Em comparação com junho de 2007, então, a queda foi ainda mais acentuada: 37,7%. O ministro Carlos Minc, do Meio Ambiente, festejou, talvez prematuramente: "Nada aconteceu por acaso: o desmatamento caiu onde a gente foi em cima", afirmou.
A comemoração pode ser precipitada porque, para a respeitada ONG de pesquisa Imazon (Instituto do Homem e Meio Ambiente da Amazônia), de Belém do Pará, o desmate aumentou. Mais precisamente, 23%, diante de junho de 2007.
O Sistema de Alerta de Desmatamento (SAD) do Imazon registrou 612 km2 de desmatamento na Amazônia Legal.

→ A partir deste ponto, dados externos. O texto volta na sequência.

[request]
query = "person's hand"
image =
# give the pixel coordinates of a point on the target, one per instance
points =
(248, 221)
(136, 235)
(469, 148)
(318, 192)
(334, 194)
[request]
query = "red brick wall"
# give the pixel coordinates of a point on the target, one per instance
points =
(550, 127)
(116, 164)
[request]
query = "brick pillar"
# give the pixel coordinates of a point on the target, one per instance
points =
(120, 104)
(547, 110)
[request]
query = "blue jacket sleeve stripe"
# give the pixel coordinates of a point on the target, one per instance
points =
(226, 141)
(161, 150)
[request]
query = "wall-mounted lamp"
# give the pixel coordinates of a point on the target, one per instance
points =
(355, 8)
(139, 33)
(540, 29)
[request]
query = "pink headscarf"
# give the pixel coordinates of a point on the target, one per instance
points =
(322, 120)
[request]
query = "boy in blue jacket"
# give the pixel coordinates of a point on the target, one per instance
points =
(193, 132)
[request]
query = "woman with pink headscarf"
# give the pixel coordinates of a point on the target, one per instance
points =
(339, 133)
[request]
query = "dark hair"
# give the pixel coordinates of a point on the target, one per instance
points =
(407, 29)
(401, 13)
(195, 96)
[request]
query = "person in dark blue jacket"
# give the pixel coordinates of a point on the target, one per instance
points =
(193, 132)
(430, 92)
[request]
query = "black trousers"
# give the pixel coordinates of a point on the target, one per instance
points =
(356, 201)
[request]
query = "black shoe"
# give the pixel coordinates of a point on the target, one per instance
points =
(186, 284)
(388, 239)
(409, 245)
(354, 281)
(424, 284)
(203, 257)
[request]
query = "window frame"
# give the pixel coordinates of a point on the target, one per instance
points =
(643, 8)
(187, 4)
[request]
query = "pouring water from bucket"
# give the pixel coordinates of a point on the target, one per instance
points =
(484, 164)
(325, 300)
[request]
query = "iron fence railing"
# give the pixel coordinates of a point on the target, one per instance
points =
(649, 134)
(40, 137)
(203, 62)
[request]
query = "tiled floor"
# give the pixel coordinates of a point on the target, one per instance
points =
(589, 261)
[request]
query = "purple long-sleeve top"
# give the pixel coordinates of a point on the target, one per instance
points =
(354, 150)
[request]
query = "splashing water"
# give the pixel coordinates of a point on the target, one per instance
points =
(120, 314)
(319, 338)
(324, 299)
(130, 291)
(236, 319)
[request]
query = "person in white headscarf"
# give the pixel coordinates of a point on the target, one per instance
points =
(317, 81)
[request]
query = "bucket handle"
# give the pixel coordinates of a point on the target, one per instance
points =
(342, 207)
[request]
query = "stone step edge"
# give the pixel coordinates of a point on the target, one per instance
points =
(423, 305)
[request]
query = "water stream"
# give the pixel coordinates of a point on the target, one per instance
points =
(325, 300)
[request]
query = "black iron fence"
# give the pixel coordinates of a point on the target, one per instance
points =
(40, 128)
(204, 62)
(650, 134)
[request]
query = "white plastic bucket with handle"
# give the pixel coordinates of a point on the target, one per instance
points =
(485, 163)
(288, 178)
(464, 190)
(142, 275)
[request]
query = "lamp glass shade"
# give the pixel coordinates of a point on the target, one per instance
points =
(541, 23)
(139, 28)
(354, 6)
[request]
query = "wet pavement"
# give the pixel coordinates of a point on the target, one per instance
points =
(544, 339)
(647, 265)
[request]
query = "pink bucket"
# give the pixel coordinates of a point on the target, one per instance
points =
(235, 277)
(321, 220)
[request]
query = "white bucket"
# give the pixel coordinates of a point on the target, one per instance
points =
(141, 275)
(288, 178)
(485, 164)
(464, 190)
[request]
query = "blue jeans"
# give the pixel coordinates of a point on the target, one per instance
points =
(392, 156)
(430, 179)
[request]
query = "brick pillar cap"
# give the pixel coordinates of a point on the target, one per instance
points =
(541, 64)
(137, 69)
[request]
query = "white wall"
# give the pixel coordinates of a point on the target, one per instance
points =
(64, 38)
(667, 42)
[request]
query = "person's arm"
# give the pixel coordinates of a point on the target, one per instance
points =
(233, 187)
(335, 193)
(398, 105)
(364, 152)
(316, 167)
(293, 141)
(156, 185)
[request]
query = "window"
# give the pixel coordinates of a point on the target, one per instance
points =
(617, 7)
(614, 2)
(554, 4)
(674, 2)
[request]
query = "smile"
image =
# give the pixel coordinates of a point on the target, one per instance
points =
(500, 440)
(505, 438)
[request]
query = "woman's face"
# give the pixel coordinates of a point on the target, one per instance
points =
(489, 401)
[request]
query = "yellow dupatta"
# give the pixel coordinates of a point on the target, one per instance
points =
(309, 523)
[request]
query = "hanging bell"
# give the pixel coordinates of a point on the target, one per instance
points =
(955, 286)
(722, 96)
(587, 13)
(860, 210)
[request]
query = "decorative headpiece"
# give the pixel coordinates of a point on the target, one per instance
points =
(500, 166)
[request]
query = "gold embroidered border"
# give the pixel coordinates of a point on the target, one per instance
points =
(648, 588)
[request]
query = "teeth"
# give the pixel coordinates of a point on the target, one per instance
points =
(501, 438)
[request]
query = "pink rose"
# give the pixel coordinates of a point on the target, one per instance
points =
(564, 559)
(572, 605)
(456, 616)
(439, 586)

Para o Deter, do Inpe, foram 870 km2. Dá 258 km2, ou 30%, de diferença. Problema: Deter e SAD usam dados do mesmo sensor (Modis) do mesmo satélite (Terra).
Está certo que o Brasil é grande, com seus 8,5 milhões de quilômetros quadrados. E está certo que essa divergência representa só 0,003% do território nacional. Mas não dá para aceitar uma discrepância dessa magnitude.
Roberto Smeraldi, da ONG Amigos da Terra, ressalva que, apesar do desencontro, Inpe e Imazon registram uma única tendência: "Ambos os sistemas (...) apontam para aumento no desmatamento consolidado neste ano (entre agosto/07 e junho/08) em relação ao período anterior", comentou num comunicado; "o que muda é a proporção no aumento, 99% no caso do Deter e 9% no caso do SAD".
O esclarecimento vem a calhar, porém a dispersão dos valores -99% e 9%!- leva água para o moinho dos agrodesmatadores e seu líder maior, Blairo Maggi, governador de Mato Grosso. Desde dezembro, quando os satélites começaram a detectar a retomada do desmate, Maggi vinha apostando na confusão que agora chega às manchetes.
A Maggi interessava desacreditar os dados do Inpe. Alegava que o sistema Deter aponta desmatamento onde ele de fato não aconteceu. Verificações de campo feitas por seu pessoal teriam constatado, argumentava, que 90% dos dados do Inpe estariam errados.
O Inpe sentiu o calor. Enrolou-se com a divulgação das cifras referentes a maio. A ponto de levantar a suspeita de que -com ou sem a participação da Casa Civil- as informações estivessem sendo retidas porque eram negativas para o governo federal.
O Inpe agora faz uma "qualificação" dos dados impugnados por Maggi, ou seja, coteja-os com imagens mais detalhadas de outros satélites. Elas são empregadas no sistema tradicional de monitoramento do desmate (Prodes) mantido pelo instituto, que fornece as taxas oficiais anuais de desmatamento. O cotejamento revela que 92% dos alertas do Deter correspondiam, sim, a áreas desmatadas ou degradadas.
Como assim, "desmatadas ou degradadas"? Pois é. Aí está a origem de boa parte do qüiproquó.
O sistema Deter misturava (e agora passa a discriminar) o chamado corte raso, desmatamento de verdade, com áreas que passavam por um processo gradativo de degradação. O fato de essa mescla não ter sido especificada no passado pelo Inpe, nem percebida pelos jornalistas que cobrem a área, deu pano para a manga de Maggi. Seus homens iam lá e diziam que havia mata, sim, onde o Deter indicava que não.
Agora, quem quiser lançar dúvida sobre a qualidade dos dados pode recorrer aos 30% de divergência entre Inpe e Imazon.